Combines Advantages of Base Policy and Online Learning

An intriguing property of Policy Decorator is its ability to combine the advantages of the base policy and online learning.

Base Policy (w/o Online Learning)

The offline-trained base policies can reproduce the natural and smooth motions recorded in demonstrations but may have suboptimal performance.

Ours (Base Policy + Online Residual)

Policy Decorator (ours) not only achieves remarkably high success rates but also preserves the favorable attributes of the base policy.

Online RL Policy (w/o Base Policy)

Policies solely learned by RL, though achieving good success rates, often exhibit jerky actions, rendering them unsuitable for real-world applications.

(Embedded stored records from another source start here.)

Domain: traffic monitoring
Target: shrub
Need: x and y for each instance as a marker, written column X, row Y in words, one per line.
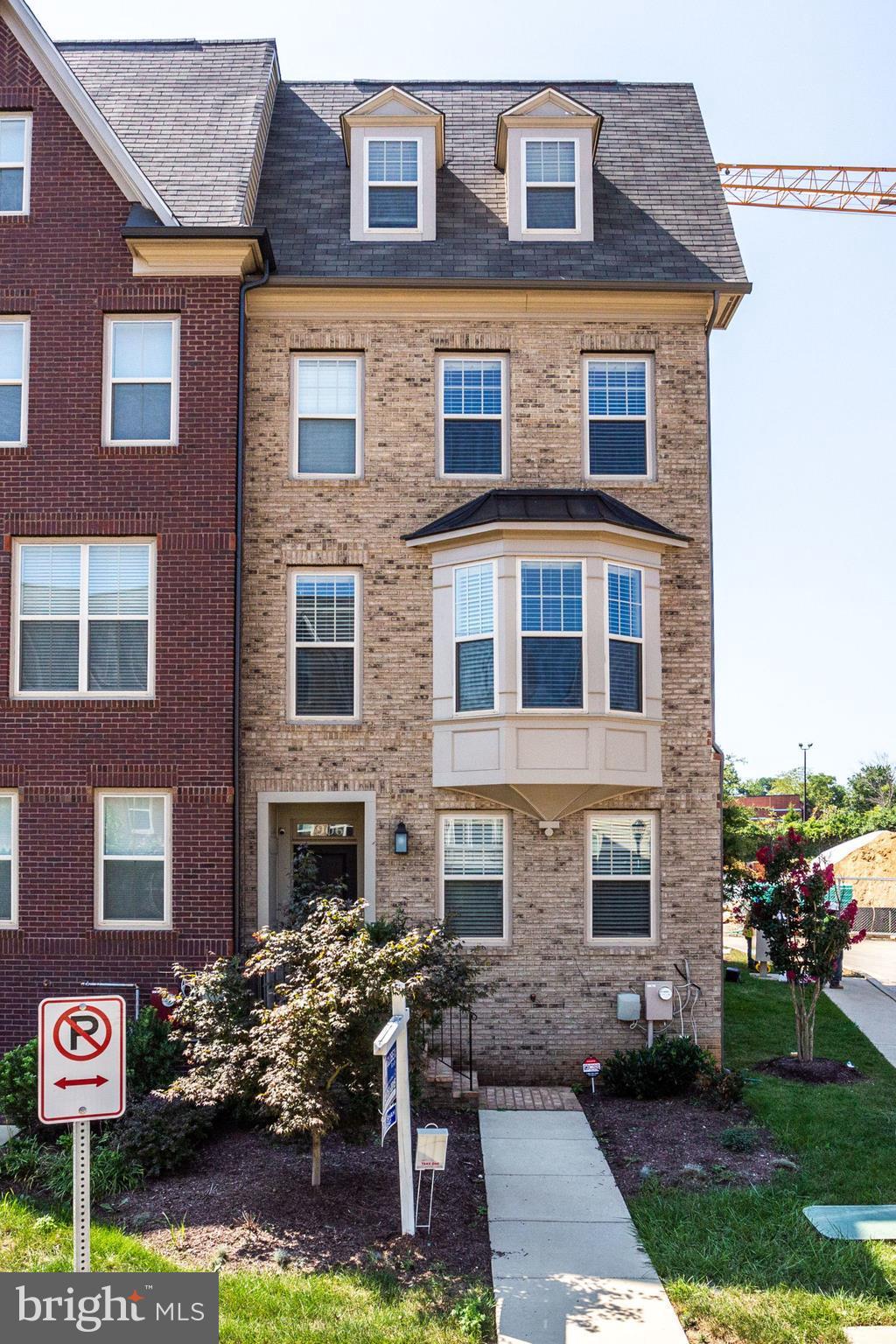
column 19, row 1086
column 161, row 1133
column 667, row 1068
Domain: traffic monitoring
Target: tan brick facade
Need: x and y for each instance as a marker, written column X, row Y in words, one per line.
column 556, row 996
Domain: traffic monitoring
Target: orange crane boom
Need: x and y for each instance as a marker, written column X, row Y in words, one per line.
column 853, row 191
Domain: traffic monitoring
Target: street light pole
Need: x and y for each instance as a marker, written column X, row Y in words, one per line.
column 805, row 747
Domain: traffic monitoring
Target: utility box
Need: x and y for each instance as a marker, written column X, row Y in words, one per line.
column 657, row 1000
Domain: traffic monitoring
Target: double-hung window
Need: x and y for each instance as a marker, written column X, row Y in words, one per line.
column 8, row 857
column 622, row 875
column 474, row 637
column 14, row 381
column 625, row 631
column 618, row 416
column 83, row 619
column 326, row 611
column 133, row 859
column 393, row 183
column 326, row 437
column 140, row 396
column 15, row 163
column 473, row 437
column 551, row 620
column 474, row 875
column 551, row 186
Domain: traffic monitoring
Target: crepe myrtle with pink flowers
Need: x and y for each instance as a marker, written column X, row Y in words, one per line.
column 794, row 903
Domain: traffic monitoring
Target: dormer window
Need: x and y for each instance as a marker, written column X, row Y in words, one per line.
column 551, row 185
column 393, row 183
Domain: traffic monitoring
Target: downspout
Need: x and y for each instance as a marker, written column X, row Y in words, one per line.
column 251, row 283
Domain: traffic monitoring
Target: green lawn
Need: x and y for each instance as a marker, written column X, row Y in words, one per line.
column 260, row 1308
column 746, row 1265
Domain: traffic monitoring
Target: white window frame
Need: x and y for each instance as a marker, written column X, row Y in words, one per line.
column 324, row 573
column 441, row 817
column 562, row 634
column 24, row 321
column 469, row 356
column 625, row 639
column 12, row 922
column 612, row 358
column 24, row 165
column 100, row 922
column 466, row 639
column 358, row 416
column 83, row 620
column 109, row 321
column 526, row 185
column 653, row 822
column 378, row 230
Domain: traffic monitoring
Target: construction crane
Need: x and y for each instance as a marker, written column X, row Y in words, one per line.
column 852, row 191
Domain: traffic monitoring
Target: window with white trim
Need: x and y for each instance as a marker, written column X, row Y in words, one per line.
column 8, row 858
column 474, row 637
column 618, row 414
column 622, row 877
column 473, row 431
column 15, row 163
column 83, row 619
column 326, row 646
column 551, row 621
column 474, row 875
column 141, row 394
column 133, row 859
column 326, row 437
column 14, row 381
column 625, row 621
column 550, row 186
column 393, row 185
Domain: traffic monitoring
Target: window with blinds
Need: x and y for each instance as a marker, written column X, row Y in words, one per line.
column 8, row 828
column 551, row 185
column 141, row 381
column 83, row 616
column 326, row 430
column 622, row 875
column 625, row 617
column 618, row 416
column 393, row 183
column 551, row 619
column 474, row 637
column 473, row 423
column 326, row 609
column 133, row 859
column 473, row 875
column 14, row 381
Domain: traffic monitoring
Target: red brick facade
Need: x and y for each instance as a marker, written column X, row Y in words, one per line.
column 66, row 266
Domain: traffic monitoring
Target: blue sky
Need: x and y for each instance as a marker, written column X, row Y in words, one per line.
column 803, row 428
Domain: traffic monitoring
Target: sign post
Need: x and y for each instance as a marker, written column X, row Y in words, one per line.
column 391, row 1045
column 80, row 1077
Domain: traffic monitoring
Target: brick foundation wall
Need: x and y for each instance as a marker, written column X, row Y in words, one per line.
column 555, row 996
column 66, row 265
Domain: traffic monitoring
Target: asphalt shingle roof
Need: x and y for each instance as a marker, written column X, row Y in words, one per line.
column 554, row 506
column 188, row 112
column 660, row 214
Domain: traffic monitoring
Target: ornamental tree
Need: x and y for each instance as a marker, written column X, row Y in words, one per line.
column 795, row 906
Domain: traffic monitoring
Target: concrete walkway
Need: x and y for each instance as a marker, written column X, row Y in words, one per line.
column 566, row 1261
column 872, row 1010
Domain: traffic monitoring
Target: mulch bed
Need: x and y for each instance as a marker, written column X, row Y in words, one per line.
column 676, row 1141
column 248, row 1196
column 810, row 1070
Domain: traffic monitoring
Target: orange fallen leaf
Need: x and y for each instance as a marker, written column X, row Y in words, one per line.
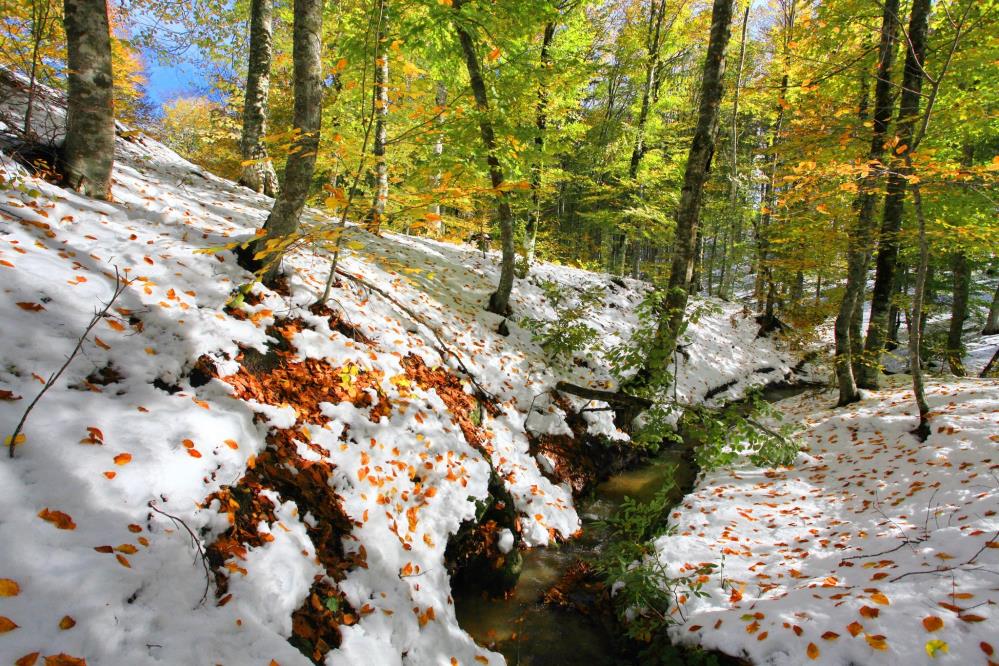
column 932, row 623
column 877, row 641
column 57, row 518
column 9, row 588
column 869, row 611
column 63, row 659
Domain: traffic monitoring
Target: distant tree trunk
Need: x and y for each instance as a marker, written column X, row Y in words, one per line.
column 961, row 278
column 848, row 342
column 992, row 322
column 540, row 124
column 258, row 173
column 300, row 166
column 499, row 301
column 88, row 151
column 440, row 100
column 891, row 221
column 381, row 98
column 695, row 175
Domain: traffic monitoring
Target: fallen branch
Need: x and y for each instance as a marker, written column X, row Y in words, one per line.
column 444, row 350
column 195, row 541
column 119, row 287
column 611, row 397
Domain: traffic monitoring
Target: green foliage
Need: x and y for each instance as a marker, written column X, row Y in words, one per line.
column 568, row 333
column 647, row 597
column 726, row 435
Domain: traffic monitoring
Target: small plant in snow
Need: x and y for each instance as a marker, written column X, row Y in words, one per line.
column 568, row 334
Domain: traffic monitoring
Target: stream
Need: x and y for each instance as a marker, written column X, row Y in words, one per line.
column 530, row 633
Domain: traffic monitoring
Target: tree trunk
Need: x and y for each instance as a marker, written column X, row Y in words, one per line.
column 282, row 223
column 992, row 322
column 961, row 276
column 696, row 173
column 860, row 235
column 381, row 104
column 540, row 123
column 891, row 221
column 88, row 151
column 441, row 101
column 258, row 174
column 499, row 301
column 922, row 431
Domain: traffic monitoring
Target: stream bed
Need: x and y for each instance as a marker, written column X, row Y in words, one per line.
column 530, row 633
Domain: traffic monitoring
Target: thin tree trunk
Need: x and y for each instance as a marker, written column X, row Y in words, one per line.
column 961, row 277
column 282, row 224
column 88, row 152
column 891, row 221
column 540, row 124
column 381, row 97
column 258, row 171
column 850, row 369
column 499, row 301
column 441, row 101
column 992, row 322
column 695, row 175
column 915, row 319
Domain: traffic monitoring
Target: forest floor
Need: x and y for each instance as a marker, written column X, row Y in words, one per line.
column 278, row 482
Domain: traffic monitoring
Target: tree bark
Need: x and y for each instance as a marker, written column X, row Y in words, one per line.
column 696, row 173
column 499, row 301
column 259, row 173
column 961, row 280
column 88, row 151
column 860, row 235
column 282, row 223
column 540, row 124
column 381, row 97
column 992, row 322
column 891, row 221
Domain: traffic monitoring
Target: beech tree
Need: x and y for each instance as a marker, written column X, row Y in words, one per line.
column 696, row 173
column 88, row 151
column 258, row 172
column 282, row 224
column 499, row 301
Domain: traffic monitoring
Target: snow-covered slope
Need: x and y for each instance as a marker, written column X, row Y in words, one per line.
column 873, row 548
column 92, row 565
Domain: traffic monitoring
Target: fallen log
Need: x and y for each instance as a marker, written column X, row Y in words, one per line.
column 611, row 397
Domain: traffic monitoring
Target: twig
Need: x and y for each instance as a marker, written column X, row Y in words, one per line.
column 423, row 322
column 952, row 568
column 197, row 544
column 119, row 287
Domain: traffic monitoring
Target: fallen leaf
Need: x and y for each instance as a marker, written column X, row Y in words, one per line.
column 934, row 646
column 932, row 623
column 57, row 518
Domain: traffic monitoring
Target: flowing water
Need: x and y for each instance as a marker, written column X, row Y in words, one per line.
column 528, row 632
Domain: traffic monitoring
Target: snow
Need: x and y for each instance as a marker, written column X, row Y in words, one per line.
column 101, row 454
column 869, row 526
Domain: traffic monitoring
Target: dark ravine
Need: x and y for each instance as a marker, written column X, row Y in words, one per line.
column 559, row 612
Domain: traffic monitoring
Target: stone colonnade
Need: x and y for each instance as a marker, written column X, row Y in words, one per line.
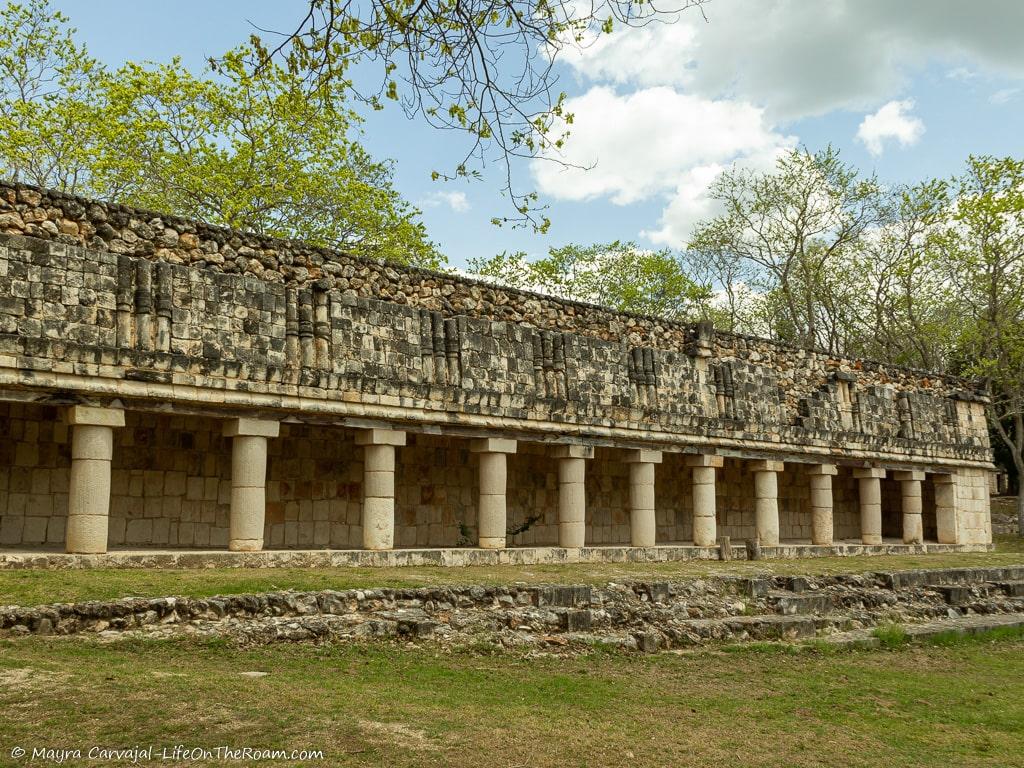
column 92, row 440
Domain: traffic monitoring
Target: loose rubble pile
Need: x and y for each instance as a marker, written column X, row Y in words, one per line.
column 643, row 615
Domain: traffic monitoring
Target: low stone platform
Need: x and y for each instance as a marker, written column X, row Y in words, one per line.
column 634, row 615
column 10, row 559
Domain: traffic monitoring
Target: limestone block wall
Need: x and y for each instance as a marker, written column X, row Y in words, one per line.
column 314, row 488
column 35, row 460
column 673, row 500
column 437, row 486
column 795, row 503
column 112, row 318
column 846, row 506
column 532, row 496
column 170, row 482
column 101, row 303
column 973, row 518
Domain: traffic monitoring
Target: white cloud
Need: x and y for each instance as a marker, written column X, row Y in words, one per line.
column 799, row 59
column 457, row 201
column 707, row 94
column 1004, row 95
column 891, row 121
column 630, row 147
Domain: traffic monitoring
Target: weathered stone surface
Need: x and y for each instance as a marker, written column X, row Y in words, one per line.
column 645, row 616
column 110, row 306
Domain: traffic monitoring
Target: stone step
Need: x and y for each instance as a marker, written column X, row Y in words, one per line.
column 972, row 625
column 790, row 603
column 1011, row 589
column 767, row 627
column 930, row 577
column 954, row 594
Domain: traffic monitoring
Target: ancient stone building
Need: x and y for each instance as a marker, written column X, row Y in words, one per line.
column 169, row 385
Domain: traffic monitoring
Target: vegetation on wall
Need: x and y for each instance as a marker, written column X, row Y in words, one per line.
column 237, row 145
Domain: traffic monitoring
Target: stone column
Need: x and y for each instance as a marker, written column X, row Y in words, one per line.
column 705, row 522
column 89, row 488
column 945, row 508
column 249, row 438
column 822, row 526
column 378, row 485
column 572, row 494
column 642, row 521
column 492, row 509
column 913, row 527
column 870, row 503
column 766, row 501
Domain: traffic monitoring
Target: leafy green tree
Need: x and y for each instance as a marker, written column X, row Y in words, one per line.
column 47, row 99
column 485, row 68
column 794, row 231
column 237, row 146
column 615, row 274
column 981, row 252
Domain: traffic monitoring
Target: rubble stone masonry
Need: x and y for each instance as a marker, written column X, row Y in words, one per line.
column 292, row 367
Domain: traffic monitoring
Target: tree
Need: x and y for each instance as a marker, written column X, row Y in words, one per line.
column 794, row 231
column 481, row 67
column 981, row 247
column 616, row 274
column 47, row 101
column 240, row 147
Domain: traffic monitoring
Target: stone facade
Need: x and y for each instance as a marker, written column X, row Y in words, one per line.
column 236, row 391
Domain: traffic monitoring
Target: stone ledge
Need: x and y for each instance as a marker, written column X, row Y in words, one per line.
column 17, row 559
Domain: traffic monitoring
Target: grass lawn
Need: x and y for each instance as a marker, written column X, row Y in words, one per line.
column 32, row 587
column 953, row 705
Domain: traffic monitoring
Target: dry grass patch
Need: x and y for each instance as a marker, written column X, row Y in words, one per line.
column 387, row 705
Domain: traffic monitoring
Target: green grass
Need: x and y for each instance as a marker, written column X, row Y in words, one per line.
column 33, row 587
column 912, row 706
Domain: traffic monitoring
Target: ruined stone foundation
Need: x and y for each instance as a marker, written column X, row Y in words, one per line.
column 168, row 385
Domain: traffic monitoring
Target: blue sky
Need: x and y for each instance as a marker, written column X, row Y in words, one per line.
column 907, row 89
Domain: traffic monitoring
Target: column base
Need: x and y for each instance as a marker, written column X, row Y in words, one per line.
column 86, row 535
column 246, row 545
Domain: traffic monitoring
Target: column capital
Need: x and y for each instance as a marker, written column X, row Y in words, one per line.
column 865, row 473
column 908, row 474
column 493, row 445
column 822, row 469
column 573, row 452
column 642, row 456
column 251, row 427
column 95, row 417
column 380, row 437
column 704, row 460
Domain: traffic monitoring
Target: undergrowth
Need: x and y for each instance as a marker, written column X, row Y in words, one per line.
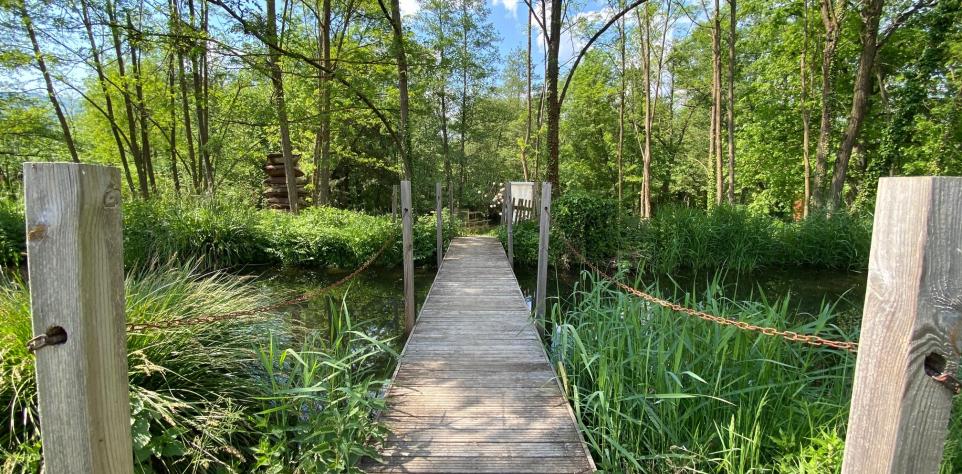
column 251, row 395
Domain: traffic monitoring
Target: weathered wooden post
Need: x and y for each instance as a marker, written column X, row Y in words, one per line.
column 76, row 271
column 910, row 340
column 440, row 225
column 394, row 198
column 509, row 212
column 544, row 232
column 408, row 249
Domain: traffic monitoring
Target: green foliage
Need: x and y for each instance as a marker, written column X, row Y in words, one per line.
column 661, row 392
column 12, row 232
column 222, row 234
column 200, row 399
column 681, row 238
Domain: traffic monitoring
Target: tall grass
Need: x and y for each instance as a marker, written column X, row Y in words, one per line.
column 203, row 399
column 661, row 392
column 222, row 233
column 656, row 391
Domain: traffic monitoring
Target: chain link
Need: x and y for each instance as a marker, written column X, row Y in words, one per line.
column 809, row 339
column 261, row 310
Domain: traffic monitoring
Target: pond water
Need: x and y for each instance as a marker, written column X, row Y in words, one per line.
column 375, row 303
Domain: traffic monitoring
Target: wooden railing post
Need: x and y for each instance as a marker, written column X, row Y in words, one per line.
column 910, row 329
column 544, row 233
column 440, row 225
column 408, row 250
column 394, row 199
column 509, row 211
column 76, row 272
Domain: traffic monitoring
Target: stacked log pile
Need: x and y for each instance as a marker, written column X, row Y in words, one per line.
column 276, row 182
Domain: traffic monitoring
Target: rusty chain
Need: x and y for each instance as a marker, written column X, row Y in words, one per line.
column 261, row 310
column 768, row 331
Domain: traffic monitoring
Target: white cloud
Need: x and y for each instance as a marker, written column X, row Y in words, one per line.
column 410, row 7
column 510, row 5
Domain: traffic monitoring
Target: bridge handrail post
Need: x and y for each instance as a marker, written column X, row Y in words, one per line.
column 76, row 274
column 544, row 234
column 407, row 242
column 909, row 346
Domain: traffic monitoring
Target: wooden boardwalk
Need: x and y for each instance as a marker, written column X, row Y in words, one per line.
column 474, row 391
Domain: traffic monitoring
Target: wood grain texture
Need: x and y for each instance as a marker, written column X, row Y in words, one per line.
column 407, row 242
column 75, row 260
column 913, row 308
column 440, row 223
column 474, row 391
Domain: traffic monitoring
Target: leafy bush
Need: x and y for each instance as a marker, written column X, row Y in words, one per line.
column 657, row 391
column 200, row 399
column 226, row 234
column 681, row 238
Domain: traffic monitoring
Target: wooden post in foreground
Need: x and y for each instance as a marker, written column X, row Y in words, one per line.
column 544, row 232
column 509, row 211
column 394, row 198
column 75, row 260
column 438, row 209
column 408, row 249
column 910, row 330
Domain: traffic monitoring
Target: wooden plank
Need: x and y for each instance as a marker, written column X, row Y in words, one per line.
column 913, row 314
column 408, row 250
column 474, row 390
column 75, row 262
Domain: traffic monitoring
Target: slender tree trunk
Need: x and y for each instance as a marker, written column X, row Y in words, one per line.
column 527, row 129
column 322, row 148
column 197, row 56
column 172, row 93
column 48, row 81
column 403, row 101
column 553, row 105
column 644, row 25
column 717, row 99
column 128, row 101
column 731, row 100
column 830, row 22
column 277, row 81
column 102, row 80
column 146, row 157
column 871, row 14
column 806, row 118
column 623, row 39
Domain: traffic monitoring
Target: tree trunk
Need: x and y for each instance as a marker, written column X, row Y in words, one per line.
column 731, row 101
column 871, row 14
column 277, row 81
column 128, row 101
column 553, row 105
column 145, row 155
column 806, row 118
column 102, row 80
column 51, row 92
column 830, row 22
column 623, row 39
column 644, row 25
column 322, row 174
column 717, row 99
column 172, row 93
column 403, row 101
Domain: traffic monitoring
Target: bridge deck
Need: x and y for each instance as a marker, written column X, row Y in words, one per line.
column 474, row 391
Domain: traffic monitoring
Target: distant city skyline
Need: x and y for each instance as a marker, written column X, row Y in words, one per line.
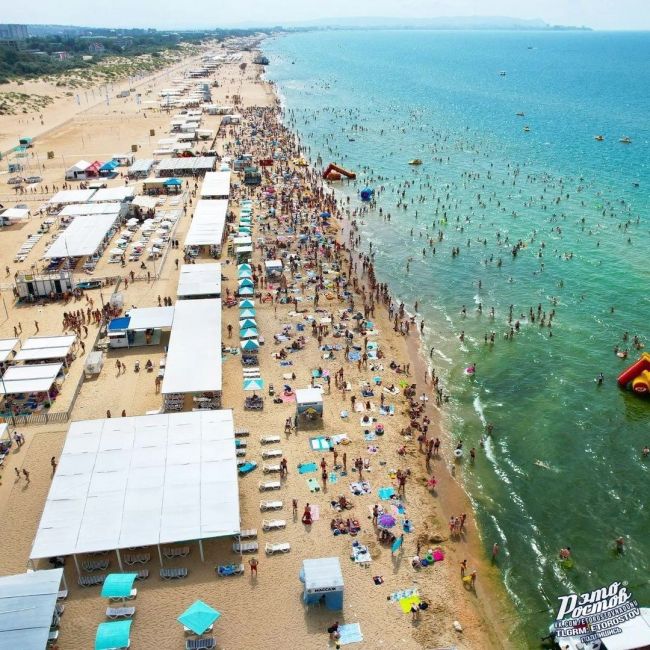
column 163, row 14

Improve Various SOTA Policy Models

Our framework, Policy Decorator, improves various state-of-the-art policy models, such as Behavior Transformer and Diffusion Policy, boosting their success rates to nearly 100% on challenging robotic tasks. It also significantly outperforms top-performing baselines from both finetuning and non-finetuning method families.

Method Overview

Policy Decorator learns a residual policy via reinforcement learning with sparse reward. On top of it, a set of controlled exploration mechanisms is implemented. Controlled exploration (Progressive Exploration Schedule + Bounded Residual Actions) enables the RL agent (both base policy and residual policy) to continuously receive sufficient success signals while exploring the environments.